The disappearance of free cells from the inoculated spinner cultures was considered to indicate the attachment of cells to the microcarriers.
By determining the concentration of the fibroblasts in the culture medium during the first hours, it was possible to observe that the cell density in the culture medium (cells ml-1) decreased by up to 60% after 6 hours because of cell attachment to the microbeads and cell death. The number of cells per microbead increased during culture time (from 20 to 80), indicating cell attachment Inhibitors,research,lifescience,medical and proliferation. The histological images reported in Figure 1B show that cells were able to synthesize ECM components, which act as biological glue generating aggregates of μTPs (Figure 1C).
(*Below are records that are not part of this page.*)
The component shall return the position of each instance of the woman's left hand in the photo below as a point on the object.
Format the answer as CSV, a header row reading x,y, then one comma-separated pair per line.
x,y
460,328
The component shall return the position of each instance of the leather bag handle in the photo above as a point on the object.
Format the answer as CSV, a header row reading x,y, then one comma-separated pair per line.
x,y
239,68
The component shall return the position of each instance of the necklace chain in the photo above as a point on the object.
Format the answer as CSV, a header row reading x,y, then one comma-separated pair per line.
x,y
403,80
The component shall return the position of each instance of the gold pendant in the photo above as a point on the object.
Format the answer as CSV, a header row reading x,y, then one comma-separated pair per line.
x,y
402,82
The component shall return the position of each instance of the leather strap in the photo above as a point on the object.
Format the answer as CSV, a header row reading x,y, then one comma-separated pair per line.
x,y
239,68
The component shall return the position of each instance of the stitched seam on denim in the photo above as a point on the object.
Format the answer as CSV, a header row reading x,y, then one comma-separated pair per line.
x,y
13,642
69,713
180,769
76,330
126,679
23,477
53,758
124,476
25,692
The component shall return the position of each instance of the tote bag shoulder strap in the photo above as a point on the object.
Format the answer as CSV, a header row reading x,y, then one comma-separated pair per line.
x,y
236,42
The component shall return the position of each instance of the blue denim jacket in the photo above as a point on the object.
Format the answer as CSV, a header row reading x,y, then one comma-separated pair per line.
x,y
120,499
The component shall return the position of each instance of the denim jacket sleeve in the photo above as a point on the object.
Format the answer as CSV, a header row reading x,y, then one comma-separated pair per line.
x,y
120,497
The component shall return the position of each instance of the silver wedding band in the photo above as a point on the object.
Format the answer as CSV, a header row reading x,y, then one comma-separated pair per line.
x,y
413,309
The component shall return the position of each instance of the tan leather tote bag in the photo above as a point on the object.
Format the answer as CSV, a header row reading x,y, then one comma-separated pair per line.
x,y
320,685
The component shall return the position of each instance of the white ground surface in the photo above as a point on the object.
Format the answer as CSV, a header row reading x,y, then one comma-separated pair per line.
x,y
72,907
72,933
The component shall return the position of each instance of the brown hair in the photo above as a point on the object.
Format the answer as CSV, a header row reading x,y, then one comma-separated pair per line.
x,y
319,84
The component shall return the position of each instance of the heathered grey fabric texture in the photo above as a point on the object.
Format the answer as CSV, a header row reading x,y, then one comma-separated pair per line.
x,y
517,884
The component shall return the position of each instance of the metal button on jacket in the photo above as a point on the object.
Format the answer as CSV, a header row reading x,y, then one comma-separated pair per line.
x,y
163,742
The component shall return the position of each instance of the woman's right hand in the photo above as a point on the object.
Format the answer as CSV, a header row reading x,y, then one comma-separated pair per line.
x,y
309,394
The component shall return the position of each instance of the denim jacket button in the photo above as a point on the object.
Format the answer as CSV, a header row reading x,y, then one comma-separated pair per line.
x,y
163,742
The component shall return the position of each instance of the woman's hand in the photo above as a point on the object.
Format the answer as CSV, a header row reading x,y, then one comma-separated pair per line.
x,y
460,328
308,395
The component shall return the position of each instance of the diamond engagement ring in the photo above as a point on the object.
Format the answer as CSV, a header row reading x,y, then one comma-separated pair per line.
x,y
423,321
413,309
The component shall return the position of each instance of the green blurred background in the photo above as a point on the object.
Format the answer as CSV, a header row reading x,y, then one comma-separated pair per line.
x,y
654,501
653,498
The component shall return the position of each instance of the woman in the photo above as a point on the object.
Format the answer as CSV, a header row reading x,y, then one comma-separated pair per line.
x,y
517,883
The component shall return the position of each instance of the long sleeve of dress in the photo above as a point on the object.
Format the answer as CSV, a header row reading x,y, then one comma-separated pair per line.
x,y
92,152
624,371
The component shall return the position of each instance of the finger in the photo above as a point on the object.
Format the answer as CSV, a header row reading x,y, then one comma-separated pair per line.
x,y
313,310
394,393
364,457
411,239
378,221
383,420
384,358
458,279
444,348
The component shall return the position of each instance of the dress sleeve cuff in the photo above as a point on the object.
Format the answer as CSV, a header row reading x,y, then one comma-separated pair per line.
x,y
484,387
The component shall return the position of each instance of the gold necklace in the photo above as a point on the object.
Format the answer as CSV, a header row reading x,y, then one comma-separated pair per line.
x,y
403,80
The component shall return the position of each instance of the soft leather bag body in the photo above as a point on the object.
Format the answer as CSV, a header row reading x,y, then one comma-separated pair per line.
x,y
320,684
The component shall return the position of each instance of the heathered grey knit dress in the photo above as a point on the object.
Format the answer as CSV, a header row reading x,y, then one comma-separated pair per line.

The spontaneous assembly of μTPs Inhibitors,research,lifescience,medical after a few days in spinner culture suggested that this phenomenon could be exploited to induce their assembly in a 3D tissue construct of the desired shape by means of the second step of the process-maturation Inhibitors,research,lifescience,medical phase (Figure 1D). Figure 1 Description of 2 STEP process used to generate 3D tissues in vitro. First row: cell seeding and micro-scaffold
colonization at an early time; ECM synthesis and formation of small aggregates named μTP; (A) fusion and assembly of μTP to … From Micro- to selleck Macrotissue Due to their self-assembling capability, μTPs have been considered an ideal “material” for biofabrication
of 3D tissue constructs. They can be assembled in an appropriate assembling chamber, Inhibitors,research,lifescience,medical and the tissue layers surrounding them allow their fusion through cell-cell and cell-matrix interactions. Following this strategy, a 3D functional Inhibitors,research,lifescience,medical dermal tissue equivalent has been created (Figure 1D, ,EE),20 and an assembling chamber able to work under both static or perfusion conditions has been designed (Figure 2A, ,B).B). It was observed that after 1 week in the maturation chamber under static conditions, the building blocks were able to assemble, leading to a compact tissue equivalent. Histological images show that abundant ECM that connects μTPs and organized collagen fibers were present in the matrix (Figure 1E). By inducing μTP assembly and 3D tissue equivalent maturation under different STK38 hydrodynamic culture conditions, we have been able to assess the strong effect of culture conditions on the assembly of neosynthesised tissue and its mechanical properties (Figure 2). It is well known that bioreactors operating under perfusion flow ensure an efficient nutrient transport and avoid necrotic region formation in the center of a 3D tissue equivalent. However, continuous perfusion can induce a washing out effect of the neotissue component.